Hi,
I'm trying to transform a table, to create some features (new columns) for a statistic model.
My initial dataset is like this:
| Year | dif_year | user_name | field1 | … | field30 |
| 2022 | 0 | bob | aaa | … | mmm |
| 2022 | 0 | bill | bbb | … | nnn |
| 2022 | 0 | will | ccc | … | ooo |
| 2021 | 1 | bob | ddd | … | ppp |
| 2021 | 1 | bill | eee | … | qqq |
| 2021 | 1 | will | fff | … | rrr |
| 2020 | 2 | bob | ggg | … | sss |
| 2020 | 2 | bill | hhh | … | ttt |
| 2020 | 2 | will | iii | … | uuu |
| 2019 | 3 | bob | jjj | … | vvv |
| 2019 | 3 | bill | kkk | … | xxx |
| 2019 | 3 | will | lll | … | zzz |
| ,,, | … | … | … | … | … |
And I wish to transform it into a dataset like this:
| user_name | field1_diif_year_0 | …_diif_year_0 | field30_diif_year_0 | field1_diif_year_1 | …_diif_year_1 | field30_diif_year_1 | field1_diif_year_2 | …_diif_year_2 | field30_diif_year_2 | field1_diif_year_3 | …_diif_year_3 | field30_diif_year_3 |
| bob | aaa | … | mmm | ddd | … | ppp | ggg | … | sss | jjj | … | vvv |
| bill | bbb | … | nnn | eee | … | qqq | hhh | … | ttt | kkk | … | xxx |
| will | ccc | … | ooo | fff | … | rrr | iii | … | uuu | lll | … | zzz |
| … | … | … | … | … | … | … | … | … | … | … | … | … |
The main challenge is the amount of fields (30+)

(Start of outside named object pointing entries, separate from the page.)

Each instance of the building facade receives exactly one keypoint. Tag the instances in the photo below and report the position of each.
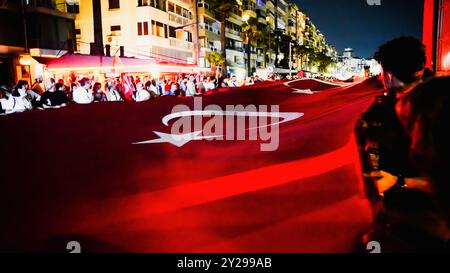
(30, 32)
(159, 29)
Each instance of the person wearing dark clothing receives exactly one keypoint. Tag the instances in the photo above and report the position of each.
(394, 184)
(98, 93)
(54, 97)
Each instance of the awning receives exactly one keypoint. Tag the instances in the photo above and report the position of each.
(103, 64)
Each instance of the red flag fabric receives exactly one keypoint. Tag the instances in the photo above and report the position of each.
(74, 174)
(128, 87)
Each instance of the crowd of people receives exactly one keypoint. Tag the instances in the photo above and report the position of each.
(402, 138)
(54, 94)
(404, 145)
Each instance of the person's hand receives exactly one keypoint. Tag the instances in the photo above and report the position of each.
(384, 180)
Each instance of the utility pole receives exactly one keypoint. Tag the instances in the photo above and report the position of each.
(290, 60)
(25, 34)
(198, 33)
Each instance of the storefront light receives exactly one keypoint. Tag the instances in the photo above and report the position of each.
(446, 62)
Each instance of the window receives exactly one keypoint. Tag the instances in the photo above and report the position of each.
(161, 4)
(171, 7)
(172, 32)
(114, 4)
(145, 28)
(142, 3)
(158, 29)
(115, 28)
(142, 28)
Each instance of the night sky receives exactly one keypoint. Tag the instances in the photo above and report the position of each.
(355, 24)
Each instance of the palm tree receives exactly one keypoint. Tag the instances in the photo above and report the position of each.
(215, 59)
(265, 41)
(251, 33)
(221, 10)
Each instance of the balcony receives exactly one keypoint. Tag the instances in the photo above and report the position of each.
(180, 44)
(209, 27)
(176, 18)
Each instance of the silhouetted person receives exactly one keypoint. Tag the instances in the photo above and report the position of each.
(393, 181)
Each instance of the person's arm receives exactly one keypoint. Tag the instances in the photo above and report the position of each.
(387, 181)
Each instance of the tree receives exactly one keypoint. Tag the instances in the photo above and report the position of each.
(303, 53)
(323, 61)
(215, 59)
(221, 10)
(251, 33)
(266, 42)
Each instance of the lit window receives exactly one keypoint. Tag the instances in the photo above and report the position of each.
(114, 4)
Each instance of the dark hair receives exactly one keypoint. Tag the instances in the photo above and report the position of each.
(97, 86)
(19, 85)
(403, 57)
(427, 114)
(58, 86)
(83, 81)
(4, 91)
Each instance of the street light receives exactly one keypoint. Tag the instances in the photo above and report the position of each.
(196, 30)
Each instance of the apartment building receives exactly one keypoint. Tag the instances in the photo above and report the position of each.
(32, 31)
(161, 29)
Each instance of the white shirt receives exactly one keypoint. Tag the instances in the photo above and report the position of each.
(113, 95)
(190, 89)
(82, 96)
(234, 83)
(153, 89)
(34, 95)
(15, 104)
(141, 95)
(209, 85)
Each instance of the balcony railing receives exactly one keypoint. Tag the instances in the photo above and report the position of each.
(209, 28)
(233, 32)
(181, 44)
(173, 17)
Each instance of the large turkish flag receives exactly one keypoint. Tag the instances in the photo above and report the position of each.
(74, 174)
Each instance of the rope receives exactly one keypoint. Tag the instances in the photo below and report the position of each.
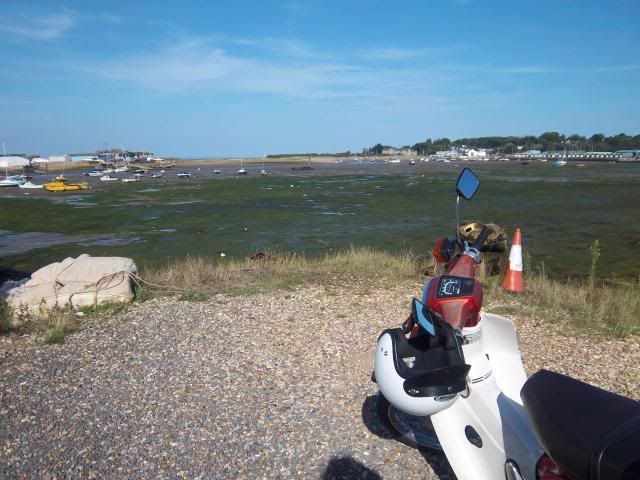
(105, 283)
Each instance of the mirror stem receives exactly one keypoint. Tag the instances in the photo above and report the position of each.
(458, 219)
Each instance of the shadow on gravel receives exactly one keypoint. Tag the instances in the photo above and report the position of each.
(346, 468)
(436, 459)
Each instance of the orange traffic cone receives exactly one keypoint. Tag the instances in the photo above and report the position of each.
(512, 280)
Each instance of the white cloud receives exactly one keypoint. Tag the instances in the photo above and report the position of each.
(527, 70)
(192, 65)
(393, 54)
(46, 28)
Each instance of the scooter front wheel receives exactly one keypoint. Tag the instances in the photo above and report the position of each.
(415, 432)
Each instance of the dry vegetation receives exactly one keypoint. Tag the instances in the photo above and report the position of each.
(597, 306)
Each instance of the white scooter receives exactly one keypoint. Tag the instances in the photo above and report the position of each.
(451, 378)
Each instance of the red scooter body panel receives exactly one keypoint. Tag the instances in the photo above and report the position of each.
(458, 310)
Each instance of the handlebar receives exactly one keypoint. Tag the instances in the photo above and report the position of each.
(484, 233)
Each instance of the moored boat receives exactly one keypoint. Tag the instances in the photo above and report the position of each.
(65, 187)
(29, 185)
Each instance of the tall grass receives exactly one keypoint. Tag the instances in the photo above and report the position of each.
(597, 306)
(276, 270)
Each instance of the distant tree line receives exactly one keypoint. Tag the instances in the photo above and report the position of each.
(289, 155)
(548, 141)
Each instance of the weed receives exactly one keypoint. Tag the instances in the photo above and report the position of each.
(193, 297)
(5, 318)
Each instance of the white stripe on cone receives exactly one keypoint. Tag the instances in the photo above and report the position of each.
(515, 258)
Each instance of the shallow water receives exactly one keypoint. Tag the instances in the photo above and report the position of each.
(561, 211)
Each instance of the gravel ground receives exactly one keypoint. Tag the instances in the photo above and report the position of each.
(266, 386)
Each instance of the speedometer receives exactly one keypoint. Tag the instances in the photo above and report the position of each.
(453, 287)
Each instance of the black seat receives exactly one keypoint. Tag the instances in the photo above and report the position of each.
(590, 433)
(436, 368)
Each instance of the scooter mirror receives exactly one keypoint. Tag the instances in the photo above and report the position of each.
(467, 184)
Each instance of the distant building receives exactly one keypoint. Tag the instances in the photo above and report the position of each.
(472, 153)
(59, 158)
(407, 152)
(628, 153)
(13, 161)
(82, 158)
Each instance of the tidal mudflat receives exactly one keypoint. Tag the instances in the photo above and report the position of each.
(561, 211)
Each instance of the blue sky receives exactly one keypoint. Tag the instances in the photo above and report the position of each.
(206, 78)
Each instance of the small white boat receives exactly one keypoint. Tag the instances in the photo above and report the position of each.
(29, 185)
(242, 170)
(8, 182)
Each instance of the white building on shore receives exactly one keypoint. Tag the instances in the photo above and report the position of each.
(59, 158)
(13, 161)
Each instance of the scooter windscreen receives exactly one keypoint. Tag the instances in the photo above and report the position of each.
(420, 312)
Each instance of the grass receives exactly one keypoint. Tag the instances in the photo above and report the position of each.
(55, 324)
(594, 305)
(275, 271)
(193, 297)
(5, 318)
(590, 304)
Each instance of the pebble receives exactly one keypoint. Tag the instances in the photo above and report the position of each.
(272, 385)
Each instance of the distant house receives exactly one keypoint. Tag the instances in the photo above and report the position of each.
(13, 161)
(408, 152)
(473, 153)
(628, 153)
(59, 158)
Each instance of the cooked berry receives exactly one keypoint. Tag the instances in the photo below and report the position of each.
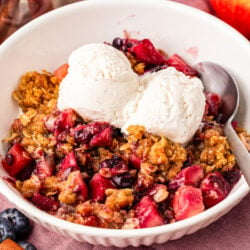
(117, 133)
(44, 203)
(103, 138)
(19, 221)
(187, 202)
(26, 245)
(188, 176)
(116, 164)
(147, 213)
(18, 160)
(6, 230)
(45, 165)
(98, 185)
(124, 180)
(9, 159)
(84, 133)
(214, 189)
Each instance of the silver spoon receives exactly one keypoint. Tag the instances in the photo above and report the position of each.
(216, 79)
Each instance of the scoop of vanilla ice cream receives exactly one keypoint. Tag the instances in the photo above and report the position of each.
(172, 105)
(99, 83)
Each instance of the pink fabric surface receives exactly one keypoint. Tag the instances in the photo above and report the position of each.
(232, 231)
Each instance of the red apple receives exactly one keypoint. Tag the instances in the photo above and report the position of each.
(234, 12)
(199, 4)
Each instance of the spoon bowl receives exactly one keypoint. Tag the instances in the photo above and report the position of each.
(217, 80)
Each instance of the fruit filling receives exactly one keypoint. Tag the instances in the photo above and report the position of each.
(90, 172)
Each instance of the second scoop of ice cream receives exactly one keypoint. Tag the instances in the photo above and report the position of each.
(172, 105)
(101, 86)
(99, 83)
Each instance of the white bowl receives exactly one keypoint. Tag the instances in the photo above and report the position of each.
(46, 43)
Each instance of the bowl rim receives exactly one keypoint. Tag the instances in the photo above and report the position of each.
(34, 212)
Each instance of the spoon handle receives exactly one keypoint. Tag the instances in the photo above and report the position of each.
(239, 150)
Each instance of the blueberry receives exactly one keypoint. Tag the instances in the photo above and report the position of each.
(26, 245)
(6, 230)
(18, 220)
(124, 180)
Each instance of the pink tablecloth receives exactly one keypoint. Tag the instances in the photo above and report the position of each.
(232, 231)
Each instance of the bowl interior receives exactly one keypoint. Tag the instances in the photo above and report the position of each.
(46, 43)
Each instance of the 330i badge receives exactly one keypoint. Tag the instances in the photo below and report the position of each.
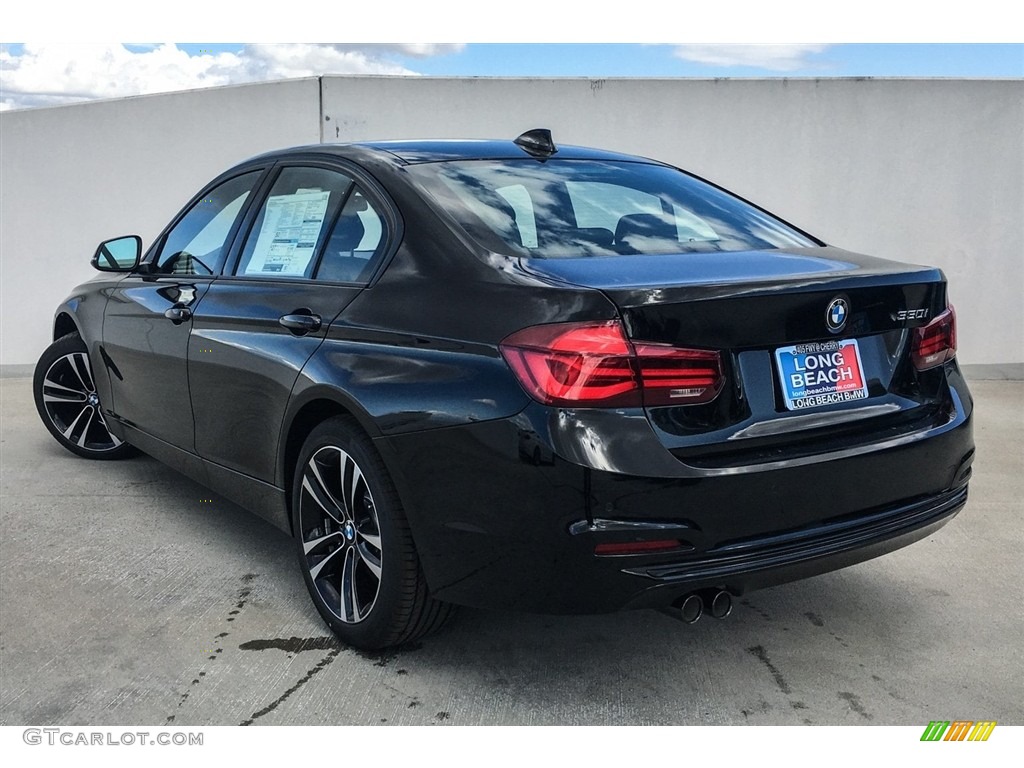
(520, 375)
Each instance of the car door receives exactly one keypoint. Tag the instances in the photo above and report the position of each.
(309, 248)
(148, 313)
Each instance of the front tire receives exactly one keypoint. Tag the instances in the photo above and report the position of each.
(354, 545)
(69, 404)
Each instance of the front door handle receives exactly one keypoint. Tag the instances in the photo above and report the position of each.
(301, 324)
(177, 314)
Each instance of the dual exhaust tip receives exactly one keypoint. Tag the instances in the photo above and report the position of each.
(718, 603)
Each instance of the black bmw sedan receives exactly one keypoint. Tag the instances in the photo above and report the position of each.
(519, 375)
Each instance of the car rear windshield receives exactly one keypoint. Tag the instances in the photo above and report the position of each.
(572, 208)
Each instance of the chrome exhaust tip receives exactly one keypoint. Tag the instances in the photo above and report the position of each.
(721, 604)
(691, 608)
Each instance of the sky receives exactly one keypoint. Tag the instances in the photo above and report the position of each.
(728, 39)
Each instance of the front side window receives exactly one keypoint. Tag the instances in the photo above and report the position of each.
(198, 243)
(315, 223)
(572, 208)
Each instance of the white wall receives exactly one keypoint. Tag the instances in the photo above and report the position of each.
(920, 170)
(71, 176)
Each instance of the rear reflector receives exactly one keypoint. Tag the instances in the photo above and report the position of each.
(636, 548)
(935, 343)
(593, 364)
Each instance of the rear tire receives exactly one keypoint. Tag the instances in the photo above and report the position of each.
(69, 404)
(354, 545)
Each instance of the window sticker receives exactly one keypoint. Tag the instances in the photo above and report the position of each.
(288, 239)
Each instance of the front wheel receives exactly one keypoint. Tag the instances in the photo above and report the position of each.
(354, 545)
(69, 404)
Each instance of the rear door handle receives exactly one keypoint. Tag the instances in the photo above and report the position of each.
(301, 324)
(177, 314)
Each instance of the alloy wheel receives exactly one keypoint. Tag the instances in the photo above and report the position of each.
(341, 539)
(71, 401)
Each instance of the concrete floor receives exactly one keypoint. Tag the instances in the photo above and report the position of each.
(124, 598)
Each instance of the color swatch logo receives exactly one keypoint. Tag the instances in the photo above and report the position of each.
(958, 730)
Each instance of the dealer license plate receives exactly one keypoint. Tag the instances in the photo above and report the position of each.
(820, 374)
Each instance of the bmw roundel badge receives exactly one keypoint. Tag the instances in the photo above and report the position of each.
(837, 314)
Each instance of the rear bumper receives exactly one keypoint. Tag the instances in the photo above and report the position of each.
(502, 518)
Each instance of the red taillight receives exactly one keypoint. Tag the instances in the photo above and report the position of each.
(935, 343)
(593, 364)
(673, 376)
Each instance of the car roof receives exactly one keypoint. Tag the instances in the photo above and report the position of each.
(404, 152)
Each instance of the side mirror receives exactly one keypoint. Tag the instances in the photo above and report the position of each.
(118, 255)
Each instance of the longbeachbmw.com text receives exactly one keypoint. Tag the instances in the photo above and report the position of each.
(75, 737)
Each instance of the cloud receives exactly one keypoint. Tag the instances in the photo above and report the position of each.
(48, 75)
(776, 57)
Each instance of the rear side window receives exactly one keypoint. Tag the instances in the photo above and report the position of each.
(572, 208)
(314, 223)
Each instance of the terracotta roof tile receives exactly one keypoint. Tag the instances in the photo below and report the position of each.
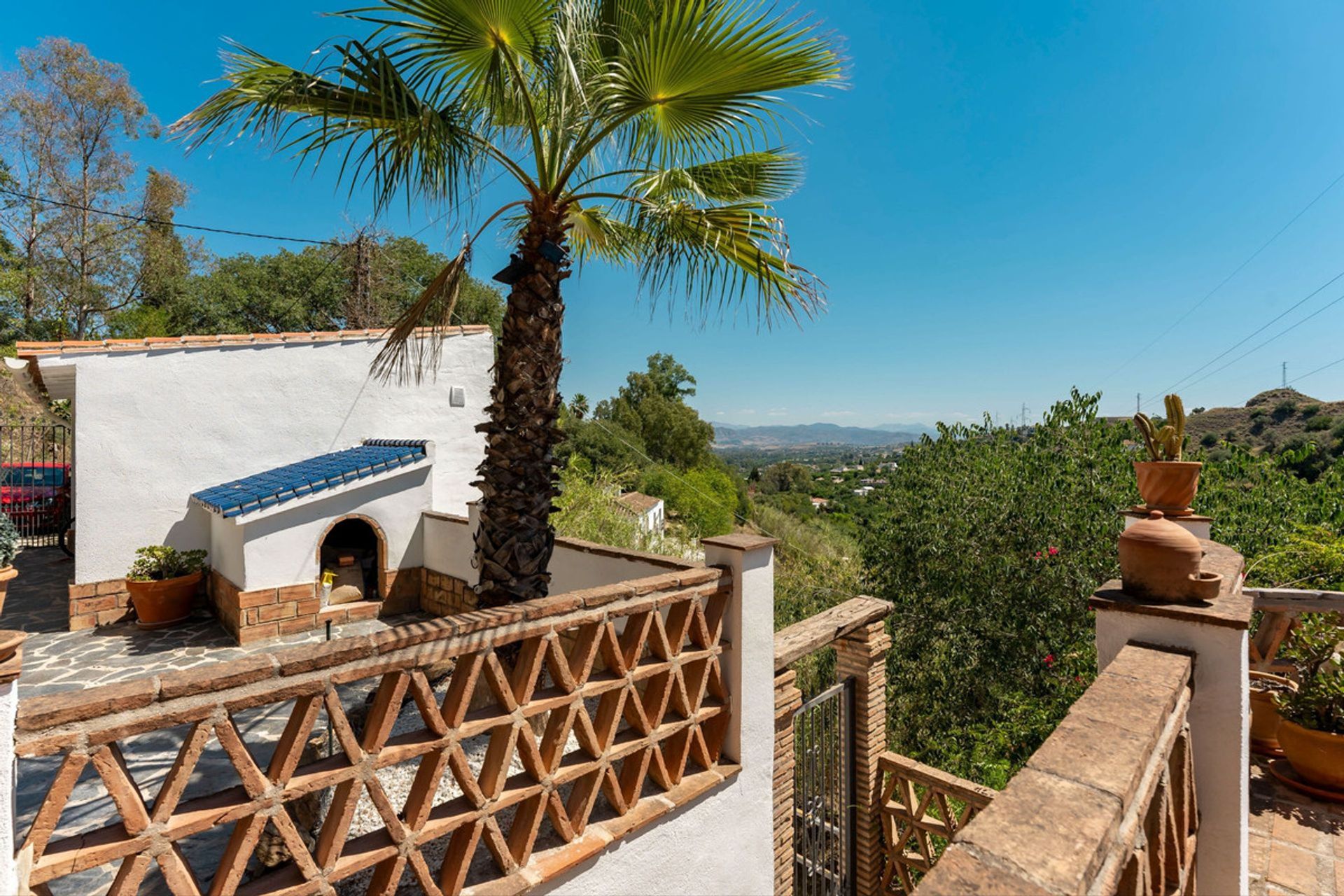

Any Help would be very much appreciate.
Best Regards!
Solved! Go to Solution.
@mauricio
I hope I understand your logic correctly.
@mauricio
Thank you for the feedback and glad to be any help.
@flying008
Your flow is indeed better with the consideration of sequence.
Thank you.